A report from Reuters says that Chinese EV manufacturer Nio is mulling a move to a dealership model in Europe as it fails to meet internal sales goals for its cars. Nio, for its part, sidestepped on the issue when questioned, saying, “We will choose the model that best suits the local market and the brand’s development needs.”

I don’t think it’s controversial to anyone but car dealers when we say car dealers suck. Sure, some luxury dealerships like Lexus and Porsche offer a good customer experience because of the rigid brand standards they are contractually obligated to uphold. But the overwhelming majority of dealers make everything about buying and owning a car… worse.

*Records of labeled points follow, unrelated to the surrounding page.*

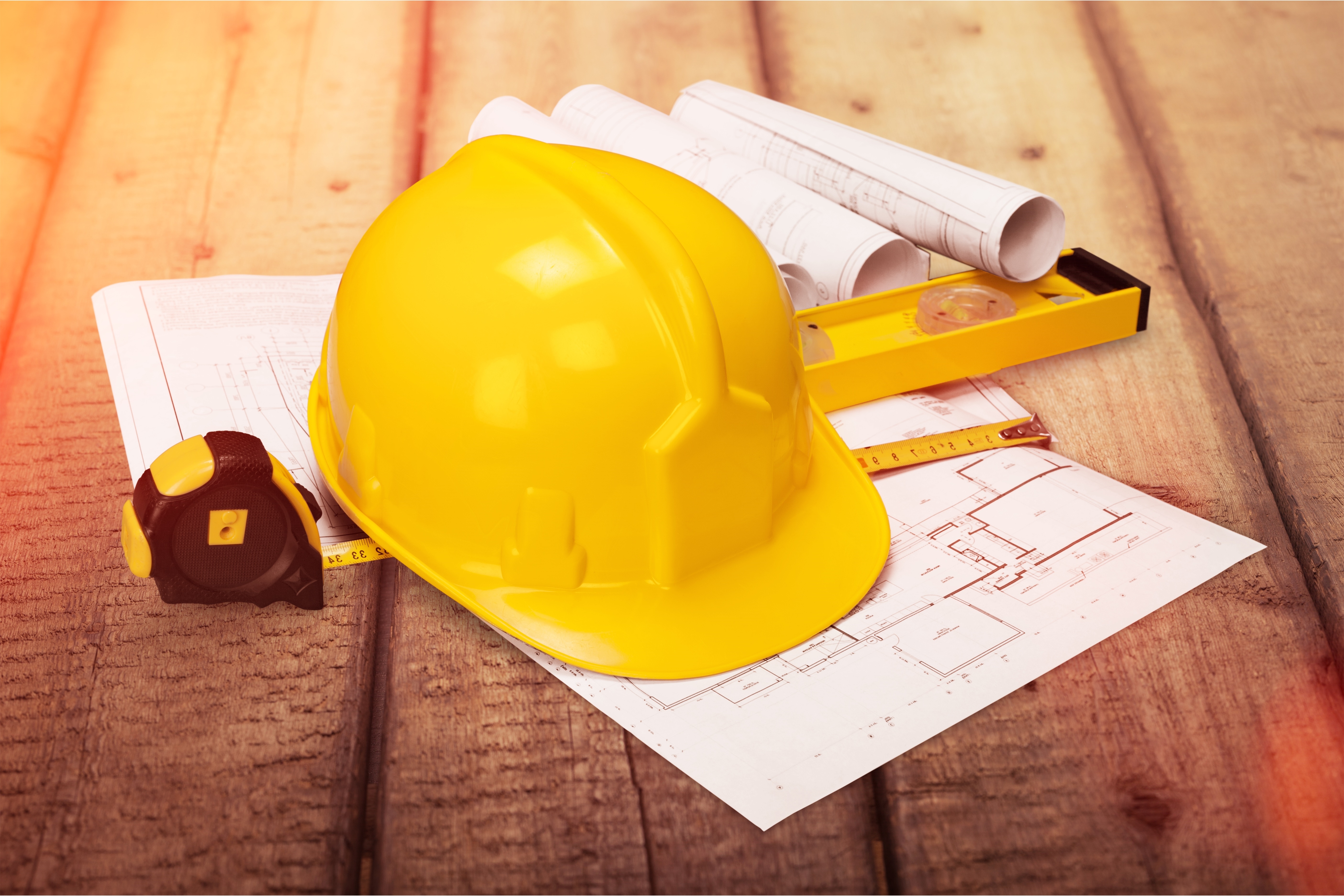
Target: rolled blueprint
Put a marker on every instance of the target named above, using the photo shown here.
(803, 288)
(846, 254)
(979, 219)
(513, 116)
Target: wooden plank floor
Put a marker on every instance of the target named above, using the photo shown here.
(158, 749)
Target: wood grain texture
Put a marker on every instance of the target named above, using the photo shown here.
(497, 777)
(163, 749)
(42, 52)
(539, 52)
(1151, 762)
(1244, 131)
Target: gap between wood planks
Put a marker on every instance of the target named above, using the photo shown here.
(10, 304)
(1112, 44)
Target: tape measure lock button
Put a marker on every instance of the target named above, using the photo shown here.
(230, 527)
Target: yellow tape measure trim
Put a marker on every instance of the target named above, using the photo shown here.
(351, 553)
(933, 448)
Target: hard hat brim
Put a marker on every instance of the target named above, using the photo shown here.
(830, 543)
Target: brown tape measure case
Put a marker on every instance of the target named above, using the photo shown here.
(217, 519)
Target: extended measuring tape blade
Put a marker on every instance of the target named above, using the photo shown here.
(351, 553)
(968, 441)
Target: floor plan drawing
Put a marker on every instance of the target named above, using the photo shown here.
(1003, 565)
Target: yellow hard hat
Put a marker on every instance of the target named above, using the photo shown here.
(564, 386)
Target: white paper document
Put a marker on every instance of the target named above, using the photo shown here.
(190, 357)
(1003, 566)
(976, 218)
(846, 254)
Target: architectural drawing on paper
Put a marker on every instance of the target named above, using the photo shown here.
(1010, 537)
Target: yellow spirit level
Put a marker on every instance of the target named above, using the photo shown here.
(870, 347)
(217, 519)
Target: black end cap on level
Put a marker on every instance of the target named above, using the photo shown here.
(1099, 277)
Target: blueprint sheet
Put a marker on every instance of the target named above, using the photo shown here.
(956, 212)
(189, 357)
(1003, 565)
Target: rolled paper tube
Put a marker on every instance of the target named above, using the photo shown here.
(976, 218)
(846, 254)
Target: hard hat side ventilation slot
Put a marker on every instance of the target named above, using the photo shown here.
(541, 554)
(710, 476)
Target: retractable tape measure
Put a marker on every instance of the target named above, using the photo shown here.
(217, 519)
(968, 441)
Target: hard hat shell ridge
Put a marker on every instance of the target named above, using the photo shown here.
(564, 386)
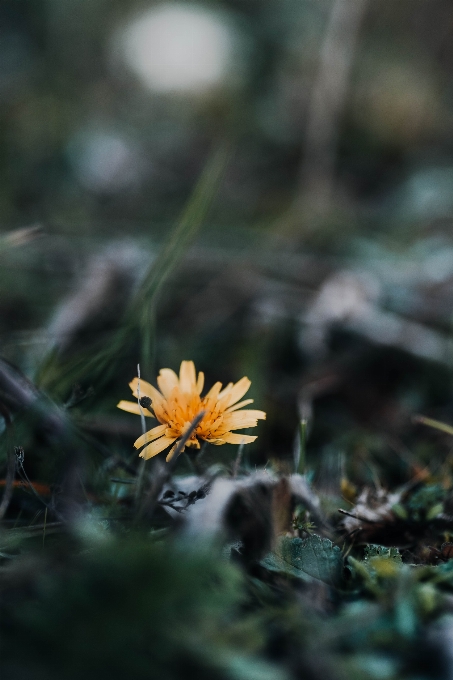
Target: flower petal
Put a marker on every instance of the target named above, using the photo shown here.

Nio is no Lexus or Porsche, but it’s an established EV OEM from China trying to break into a market where it has effectively zero brand recognition. It currently operates six Nio House showrooms on the continent where customers can look at and test drive five different models, including the just-launched ET5 sedan. Apparently, people can also, like, hang out at these stores? And there’s a play area for their kids? I’m getting Capital One Café vibes.

Nio House retail locations look more coworking space than car dealership.

Tesla really set the stage for upending the vehicle distribution model with electrification when the Model S launched over a decade ago, and most ground-up EV companies have followed in its footsteps. The challenge to Tesla’s model is twofold. First, attaining the necessary brand awareness such that retail locations are a “perk,” not a purchasing experience requirement for customers. Second, actually having the distribution network to get the cars to customers — something Tesla struggled mightily with when the Model 3 launched (granted, its biggest problem was overwhelming demand).

Dealerships offer a shortcut — with sales staff who can be incentivized to push a particular car to a customer who may not have any intention of shopping a given brand, as well as lot space for vehicles to guarantee that a car can be delivered, often same-day. The problems with dealers are basically endless, though. Staff are rarely as familiar with the vehicles they sell as those at owned, branded stores, and are often working under an umbrella of makes at a given location. This means dealer owners tend to allocate the most resources and best sales staff where they know it will generate a return, whereas brand-operated retailers are singularly focused. This doesn’t even get into the after-sales service issues like exploitatively priced maintenance.

The worst part of dealers, of course, is the price markups. Car dealers in the post-pandemic era have discovered that by maintaining thin inventory and using hardball negotiating tactics, they can often squeeze customers for more than a vehicle is actually worth — whether through actual or imagined scarcity. It benefits no one but the dealer and is deeply destructive to consumer trust in the brand.

When or where Nio will follow through on this intention isn’t yet clear, but it’s undoubtedly a step in the wrong direction.